Welche Architektur braucht es für hochwertige Bildung und zukunftsfähige Schulen?

Abgebildet ist ein halboffener Raum, an dem mehrere Personen um einen Tisch mit Moderationsmaterial sitzen. Im Bildhintergrund steht eine Person, die gerade etwas vorträgt.
© DKJS / Jörg Farys / www.dieprojektoren.de

Schule und Unterricht befinden sich im Wandel – nicht zuletzt seit dem massiven Ausbau von Ganztagsschulen in den vergangenen zwei Jahrzehnten. Die pädagogischen und organisatorischen Anforderungen sind vielfältig: Schulen sollen inklusiv sein, Schüler:innen mit unterschiedlichen Voraussetzungen Lernerfolge ermöglichen und zu mehr Chancengerechtigkeit beitragen. Ganztägige Bildung und Betreuung soll qualitätsvoll umgesetzt werden – gleichzeitig braucht es mit Blick auf den künftigen Rechtsanspruch auf Ganztagsbetreuung im Grundschulalter vielerorts einen massiven Ausbau der Kapazitäten. In der Informationsgesellschaft verändern sich die Anforderungen an schulische Bildung und schulisches Lernen rapide; in viel höherem Maße als früher sind Orientierungs-, Recherche- und Problemlösekompetenz gefordert. Zudem gewinnt in Zeiten des Fachkräftemangels die Gestaltung von (Ganztags-)Schule als attraktiver Arbeitsort für das pädagogische Personal stark an Bedeutung.
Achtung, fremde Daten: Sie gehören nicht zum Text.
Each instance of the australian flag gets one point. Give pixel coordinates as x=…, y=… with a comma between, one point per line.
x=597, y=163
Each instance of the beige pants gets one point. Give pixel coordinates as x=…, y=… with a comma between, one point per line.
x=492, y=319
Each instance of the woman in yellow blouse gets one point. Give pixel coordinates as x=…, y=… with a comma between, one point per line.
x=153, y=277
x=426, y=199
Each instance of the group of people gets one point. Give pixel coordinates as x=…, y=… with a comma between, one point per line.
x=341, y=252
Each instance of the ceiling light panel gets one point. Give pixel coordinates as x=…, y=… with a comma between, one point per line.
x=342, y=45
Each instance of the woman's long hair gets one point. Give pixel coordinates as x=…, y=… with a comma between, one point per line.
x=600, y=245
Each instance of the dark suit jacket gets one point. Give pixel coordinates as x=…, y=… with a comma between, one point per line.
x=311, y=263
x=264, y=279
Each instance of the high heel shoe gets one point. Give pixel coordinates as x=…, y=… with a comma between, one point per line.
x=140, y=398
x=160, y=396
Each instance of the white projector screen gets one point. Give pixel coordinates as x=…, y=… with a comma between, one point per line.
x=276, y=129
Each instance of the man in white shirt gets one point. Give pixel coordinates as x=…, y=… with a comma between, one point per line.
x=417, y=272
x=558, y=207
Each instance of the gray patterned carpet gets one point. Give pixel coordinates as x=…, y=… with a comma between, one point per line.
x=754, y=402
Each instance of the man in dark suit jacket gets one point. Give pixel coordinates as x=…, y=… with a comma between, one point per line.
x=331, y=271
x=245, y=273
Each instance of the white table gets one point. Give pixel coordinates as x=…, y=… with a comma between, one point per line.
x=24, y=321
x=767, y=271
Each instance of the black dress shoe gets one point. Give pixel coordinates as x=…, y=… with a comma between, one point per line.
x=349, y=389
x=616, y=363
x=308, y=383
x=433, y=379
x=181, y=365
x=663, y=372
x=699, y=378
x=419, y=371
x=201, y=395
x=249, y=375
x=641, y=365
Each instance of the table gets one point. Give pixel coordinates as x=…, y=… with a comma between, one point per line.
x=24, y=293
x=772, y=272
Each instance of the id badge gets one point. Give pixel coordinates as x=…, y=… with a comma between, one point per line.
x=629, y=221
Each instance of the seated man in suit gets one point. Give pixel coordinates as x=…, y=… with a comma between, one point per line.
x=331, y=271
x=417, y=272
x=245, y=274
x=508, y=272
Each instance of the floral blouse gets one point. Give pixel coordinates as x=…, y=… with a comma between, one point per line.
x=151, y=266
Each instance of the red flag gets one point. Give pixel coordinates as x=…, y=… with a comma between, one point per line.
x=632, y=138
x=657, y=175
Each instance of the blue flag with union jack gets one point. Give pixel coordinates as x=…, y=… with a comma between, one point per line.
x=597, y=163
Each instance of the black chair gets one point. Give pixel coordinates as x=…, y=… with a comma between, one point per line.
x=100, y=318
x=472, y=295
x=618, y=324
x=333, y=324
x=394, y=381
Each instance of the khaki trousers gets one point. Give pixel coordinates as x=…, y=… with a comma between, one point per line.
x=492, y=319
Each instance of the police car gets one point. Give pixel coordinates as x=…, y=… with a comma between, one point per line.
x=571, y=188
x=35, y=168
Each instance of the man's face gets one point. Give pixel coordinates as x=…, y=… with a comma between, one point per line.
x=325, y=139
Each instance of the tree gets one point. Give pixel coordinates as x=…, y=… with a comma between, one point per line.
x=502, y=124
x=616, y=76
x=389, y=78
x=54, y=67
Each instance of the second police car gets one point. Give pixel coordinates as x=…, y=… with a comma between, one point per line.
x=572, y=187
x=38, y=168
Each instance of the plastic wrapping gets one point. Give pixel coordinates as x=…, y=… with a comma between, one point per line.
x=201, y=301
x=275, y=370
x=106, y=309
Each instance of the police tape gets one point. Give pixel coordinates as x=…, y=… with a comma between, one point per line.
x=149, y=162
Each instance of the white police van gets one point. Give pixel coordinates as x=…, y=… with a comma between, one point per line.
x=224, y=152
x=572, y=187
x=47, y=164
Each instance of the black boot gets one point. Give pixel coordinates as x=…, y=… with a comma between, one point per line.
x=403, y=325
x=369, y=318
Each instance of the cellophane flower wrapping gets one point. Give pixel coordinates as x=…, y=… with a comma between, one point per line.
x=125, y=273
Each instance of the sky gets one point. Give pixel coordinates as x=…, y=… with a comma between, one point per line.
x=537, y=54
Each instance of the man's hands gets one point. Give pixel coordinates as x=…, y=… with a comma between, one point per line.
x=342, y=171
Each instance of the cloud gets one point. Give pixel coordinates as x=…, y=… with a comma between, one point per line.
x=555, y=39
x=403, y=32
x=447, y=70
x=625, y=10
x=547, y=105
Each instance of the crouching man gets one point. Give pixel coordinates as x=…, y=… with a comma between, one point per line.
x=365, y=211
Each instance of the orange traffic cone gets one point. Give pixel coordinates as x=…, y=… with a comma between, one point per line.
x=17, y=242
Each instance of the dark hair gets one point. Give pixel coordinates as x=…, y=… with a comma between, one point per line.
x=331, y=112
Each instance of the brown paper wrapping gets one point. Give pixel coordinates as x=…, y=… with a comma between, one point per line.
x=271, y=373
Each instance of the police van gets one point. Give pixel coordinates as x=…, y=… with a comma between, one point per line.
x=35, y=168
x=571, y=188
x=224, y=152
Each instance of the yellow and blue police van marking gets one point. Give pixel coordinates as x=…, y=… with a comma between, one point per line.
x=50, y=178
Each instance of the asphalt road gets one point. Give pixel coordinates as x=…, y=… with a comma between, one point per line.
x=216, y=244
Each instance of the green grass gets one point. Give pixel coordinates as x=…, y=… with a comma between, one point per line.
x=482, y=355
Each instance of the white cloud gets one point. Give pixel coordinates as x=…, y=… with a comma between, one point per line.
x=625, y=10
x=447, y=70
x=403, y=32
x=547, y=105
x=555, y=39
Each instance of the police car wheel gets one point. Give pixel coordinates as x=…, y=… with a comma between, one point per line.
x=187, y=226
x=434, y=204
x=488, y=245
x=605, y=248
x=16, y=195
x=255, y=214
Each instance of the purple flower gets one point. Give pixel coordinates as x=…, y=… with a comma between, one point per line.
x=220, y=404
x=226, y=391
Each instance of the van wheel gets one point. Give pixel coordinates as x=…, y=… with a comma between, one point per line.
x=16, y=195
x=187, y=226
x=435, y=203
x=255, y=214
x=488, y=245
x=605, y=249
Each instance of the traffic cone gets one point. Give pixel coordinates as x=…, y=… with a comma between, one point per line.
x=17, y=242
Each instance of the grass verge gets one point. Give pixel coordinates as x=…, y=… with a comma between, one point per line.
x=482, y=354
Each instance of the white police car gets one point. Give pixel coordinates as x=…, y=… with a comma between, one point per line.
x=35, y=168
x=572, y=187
Ein Thema vereint diese und viele weitere Dimensionen der Schulentwicklung: die Gestaltung von Schulgebäuden und Räumen. Trotz seiner großen Bedeutung für die Gestaltung der Schule von morgen findet Architektur oftmals eher am Rande des Diskurses zu Schulentwicklung und Bildungspolitik statt. Der Schulbau stellt eine der zentralen Herausforderungen für Kommunen in Deutschland dar. Die veränderten Anforderungen verlangen andere bauliche Voraussetzungen als die, die in der Vergangenheit geschaffen wurden und oftmals bis heute üblich sind.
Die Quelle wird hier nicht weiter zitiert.